Efficient multivariate low-degree tests via interactive oracle proofs of proximity for polynomial codes

We consider the proximity testing problem for error-correcting codes which consist in evaluations of multivariate polynomials either of bounded individual degree or bounded total degree. Namely, given an oracle function f : L m → F q , where L ⊂ F q , a verifier distinguishes whether f is the evaluation of a low-degree polynomial or is far (in relative Hamming distance) from being one, by making only a few queries to f . This topic has been studied in the context of locally testable codes, interactive proofs, probalistically checkable proofs, and interactive oracle proofs. We present the first interactive oracle proofs of proximity (IOPP) for tensor products of Reed–Solomon codes (evaluation of polynomials with bounds on individual degrees) and for Reed–Muller codes (evaluation of polynomials with a bound on the total degree) that simultaneously achieve logarithmic query complexity, logarithmic verification time, linear oracle proof length and linear prover running time.

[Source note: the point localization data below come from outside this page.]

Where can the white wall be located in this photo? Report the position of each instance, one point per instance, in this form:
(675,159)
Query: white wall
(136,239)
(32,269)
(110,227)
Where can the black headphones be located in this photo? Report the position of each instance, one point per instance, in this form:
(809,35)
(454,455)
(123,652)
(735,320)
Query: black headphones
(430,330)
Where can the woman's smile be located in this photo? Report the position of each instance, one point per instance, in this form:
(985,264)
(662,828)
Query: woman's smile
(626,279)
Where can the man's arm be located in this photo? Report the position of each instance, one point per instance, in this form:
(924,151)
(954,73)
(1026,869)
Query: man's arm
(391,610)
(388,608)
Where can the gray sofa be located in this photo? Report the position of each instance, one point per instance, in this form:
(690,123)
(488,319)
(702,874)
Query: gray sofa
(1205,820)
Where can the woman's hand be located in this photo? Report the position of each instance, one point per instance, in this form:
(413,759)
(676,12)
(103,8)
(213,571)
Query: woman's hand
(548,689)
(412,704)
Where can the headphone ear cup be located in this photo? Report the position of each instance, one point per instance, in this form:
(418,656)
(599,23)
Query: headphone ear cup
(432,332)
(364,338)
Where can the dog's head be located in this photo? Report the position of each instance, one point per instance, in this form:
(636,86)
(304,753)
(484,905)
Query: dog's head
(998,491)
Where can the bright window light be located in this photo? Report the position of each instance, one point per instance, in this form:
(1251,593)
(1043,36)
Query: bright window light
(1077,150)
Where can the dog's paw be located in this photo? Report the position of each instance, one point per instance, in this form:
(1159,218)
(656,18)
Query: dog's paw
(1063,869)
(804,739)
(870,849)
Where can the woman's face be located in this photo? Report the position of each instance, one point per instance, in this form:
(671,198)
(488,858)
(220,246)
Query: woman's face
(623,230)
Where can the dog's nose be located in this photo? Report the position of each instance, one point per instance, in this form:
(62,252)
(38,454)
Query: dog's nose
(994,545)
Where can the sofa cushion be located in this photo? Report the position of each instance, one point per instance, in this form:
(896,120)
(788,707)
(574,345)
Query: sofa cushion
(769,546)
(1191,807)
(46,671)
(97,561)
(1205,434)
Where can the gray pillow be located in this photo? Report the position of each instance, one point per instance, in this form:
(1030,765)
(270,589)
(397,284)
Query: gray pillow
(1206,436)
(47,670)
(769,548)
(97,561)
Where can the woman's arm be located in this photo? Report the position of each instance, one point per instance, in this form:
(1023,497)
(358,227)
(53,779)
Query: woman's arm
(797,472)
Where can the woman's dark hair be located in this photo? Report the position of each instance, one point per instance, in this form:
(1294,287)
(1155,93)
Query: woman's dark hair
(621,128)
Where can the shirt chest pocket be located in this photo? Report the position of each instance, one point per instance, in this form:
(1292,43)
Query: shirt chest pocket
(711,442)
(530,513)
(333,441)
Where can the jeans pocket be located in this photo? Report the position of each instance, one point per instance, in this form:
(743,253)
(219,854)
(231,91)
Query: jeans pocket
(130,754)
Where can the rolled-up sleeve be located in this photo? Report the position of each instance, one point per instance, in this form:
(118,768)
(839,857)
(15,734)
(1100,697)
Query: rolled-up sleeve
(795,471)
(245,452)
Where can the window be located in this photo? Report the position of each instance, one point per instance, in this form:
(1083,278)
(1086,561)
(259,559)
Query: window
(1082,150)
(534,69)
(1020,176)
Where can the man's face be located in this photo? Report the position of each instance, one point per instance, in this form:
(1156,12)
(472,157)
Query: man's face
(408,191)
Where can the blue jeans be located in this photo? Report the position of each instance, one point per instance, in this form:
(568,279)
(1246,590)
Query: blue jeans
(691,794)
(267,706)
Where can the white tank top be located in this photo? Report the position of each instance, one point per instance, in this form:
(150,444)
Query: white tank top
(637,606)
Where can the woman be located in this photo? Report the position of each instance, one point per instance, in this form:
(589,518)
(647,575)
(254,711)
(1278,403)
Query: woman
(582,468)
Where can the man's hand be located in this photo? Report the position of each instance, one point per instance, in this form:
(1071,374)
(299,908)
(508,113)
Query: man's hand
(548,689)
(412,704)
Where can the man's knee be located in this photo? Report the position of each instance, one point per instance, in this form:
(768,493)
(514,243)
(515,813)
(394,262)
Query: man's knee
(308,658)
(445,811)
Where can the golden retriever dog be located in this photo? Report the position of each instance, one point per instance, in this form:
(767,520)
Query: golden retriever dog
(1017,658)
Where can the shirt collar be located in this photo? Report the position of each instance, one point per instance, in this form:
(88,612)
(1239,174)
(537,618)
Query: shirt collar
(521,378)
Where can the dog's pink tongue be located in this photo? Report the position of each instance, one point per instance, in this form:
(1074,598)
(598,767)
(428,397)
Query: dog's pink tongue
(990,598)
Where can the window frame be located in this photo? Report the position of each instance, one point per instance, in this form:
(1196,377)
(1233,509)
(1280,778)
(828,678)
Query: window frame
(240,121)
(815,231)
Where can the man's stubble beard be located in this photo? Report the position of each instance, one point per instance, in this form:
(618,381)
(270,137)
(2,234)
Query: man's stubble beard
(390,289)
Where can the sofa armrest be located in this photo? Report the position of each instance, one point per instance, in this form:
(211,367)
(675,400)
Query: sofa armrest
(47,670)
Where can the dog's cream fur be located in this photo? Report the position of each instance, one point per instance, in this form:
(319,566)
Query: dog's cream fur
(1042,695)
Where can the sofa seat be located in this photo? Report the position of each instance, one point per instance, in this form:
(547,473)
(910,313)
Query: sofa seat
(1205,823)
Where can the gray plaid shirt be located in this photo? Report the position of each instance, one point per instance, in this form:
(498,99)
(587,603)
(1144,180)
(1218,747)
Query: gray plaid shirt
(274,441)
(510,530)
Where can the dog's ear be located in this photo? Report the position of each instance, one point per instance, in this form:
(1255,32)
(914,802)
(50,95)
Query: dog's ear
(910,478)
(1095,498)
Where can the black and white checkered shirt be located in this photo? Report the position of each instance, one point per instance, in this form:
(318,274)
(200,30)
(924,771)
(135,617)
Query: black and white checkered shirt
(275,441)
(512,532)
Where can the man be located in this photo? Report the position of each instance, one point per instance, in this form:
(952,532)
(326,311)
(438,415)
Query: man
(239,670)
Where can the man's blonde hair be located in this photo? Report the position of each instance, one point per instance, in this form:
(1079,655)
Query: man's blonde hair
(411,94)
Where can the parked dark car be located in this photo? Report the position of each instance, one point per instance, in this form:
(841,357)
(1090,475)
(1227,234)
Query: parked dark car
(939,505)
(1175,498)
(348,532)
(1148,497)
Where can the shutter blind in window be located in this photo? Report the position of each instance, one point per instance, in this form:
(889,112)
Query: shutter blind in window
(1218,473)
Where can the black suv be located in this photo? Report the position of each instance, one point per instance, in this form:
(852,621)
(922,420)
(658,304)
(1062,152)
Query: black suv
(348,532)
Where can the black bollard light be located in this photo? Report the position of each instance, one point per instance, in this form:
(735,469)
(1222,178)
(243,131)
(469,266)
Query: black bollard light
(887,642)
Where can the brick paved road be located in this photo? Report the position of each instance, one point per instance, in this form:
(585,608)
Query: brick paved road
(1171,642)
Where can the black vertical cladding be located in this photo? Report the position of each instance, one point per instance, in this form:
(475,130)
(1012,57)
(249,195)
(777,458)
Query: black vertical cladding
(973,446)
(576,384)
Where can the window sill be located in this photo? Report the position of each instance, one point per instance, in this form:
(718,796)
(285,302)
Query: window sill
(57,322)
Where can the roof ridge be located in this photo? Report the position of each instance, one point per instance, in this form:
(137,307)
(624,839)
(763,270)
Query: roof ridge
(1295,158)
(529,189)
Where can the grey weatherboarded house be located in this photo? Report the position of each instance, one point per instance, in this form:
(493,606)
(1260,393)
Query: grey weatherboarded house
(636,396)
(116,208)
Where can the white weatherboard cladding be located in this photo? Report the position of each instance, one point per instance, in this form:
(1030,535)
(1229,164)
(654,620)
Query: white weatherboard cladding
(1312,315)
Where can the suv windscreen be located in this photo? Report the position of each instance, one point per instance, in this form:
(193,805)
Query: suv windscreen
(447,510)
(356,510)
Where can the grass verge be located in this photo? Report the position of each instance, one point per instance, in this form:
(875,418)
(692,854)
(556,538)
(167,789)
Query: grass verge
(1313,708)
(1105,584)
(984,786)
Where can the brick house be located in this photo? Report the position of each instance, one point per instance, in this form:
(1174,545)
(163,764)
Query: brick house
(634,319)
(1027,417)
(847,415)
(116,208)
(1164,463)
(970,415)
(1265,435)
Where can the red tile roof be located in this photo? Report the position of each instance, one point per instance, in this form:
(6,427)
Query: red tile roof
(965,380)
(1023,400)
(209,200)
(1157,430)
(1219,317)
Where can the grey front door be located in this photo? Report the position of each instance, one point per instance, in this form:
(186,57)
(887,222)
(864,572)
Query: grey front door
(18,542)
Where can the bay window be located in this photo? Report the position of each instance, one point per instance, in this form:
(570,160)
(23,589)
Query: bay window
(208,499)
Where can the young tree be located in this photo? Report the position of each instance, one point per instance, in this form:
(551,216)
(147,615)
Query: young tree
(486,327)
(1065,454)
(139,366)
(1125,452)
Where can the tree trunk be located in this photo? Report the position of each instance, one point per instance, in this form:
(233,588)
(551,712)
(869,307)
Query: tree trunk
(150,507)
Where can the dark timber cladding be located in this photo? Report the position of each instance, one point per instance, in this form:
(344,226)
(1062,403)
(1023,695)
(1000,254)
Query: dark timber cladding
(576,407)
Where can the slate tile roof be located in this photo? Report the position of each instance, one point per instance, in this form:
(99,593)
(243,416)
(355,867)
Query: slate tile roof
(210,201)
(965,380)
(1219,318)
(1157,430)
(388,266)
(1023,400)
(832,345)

Such low-degree polynomials play a central role in constructions of probabilistic proof systems and succinct non-interactive arguments of knowledge with zero-knowledge. For these applications, highly-efficient multivariate low-degree tests are desired, but prior probabilistic proofs of proximity required super-linear proving time. In contrast, for multivariate codes of length N , our constructions admit a prover running in time linear in N and a verifier which is logarithmic in N . Our constructions are directly inspired by the IOPP for Reed–Solomon codes of [Ben-Sasson et al. , ICALP 2018] named “FRI protocol”. Compared to the FRI protocol, our IOPP for tensor products of Reed–Solomon codes achieves the same efficiency parameters. As for Reed–Muller codes, for fixed constant number of variables m , the concrete efficiency of our IOPP for Reed–Muller codes compares well, all things equal.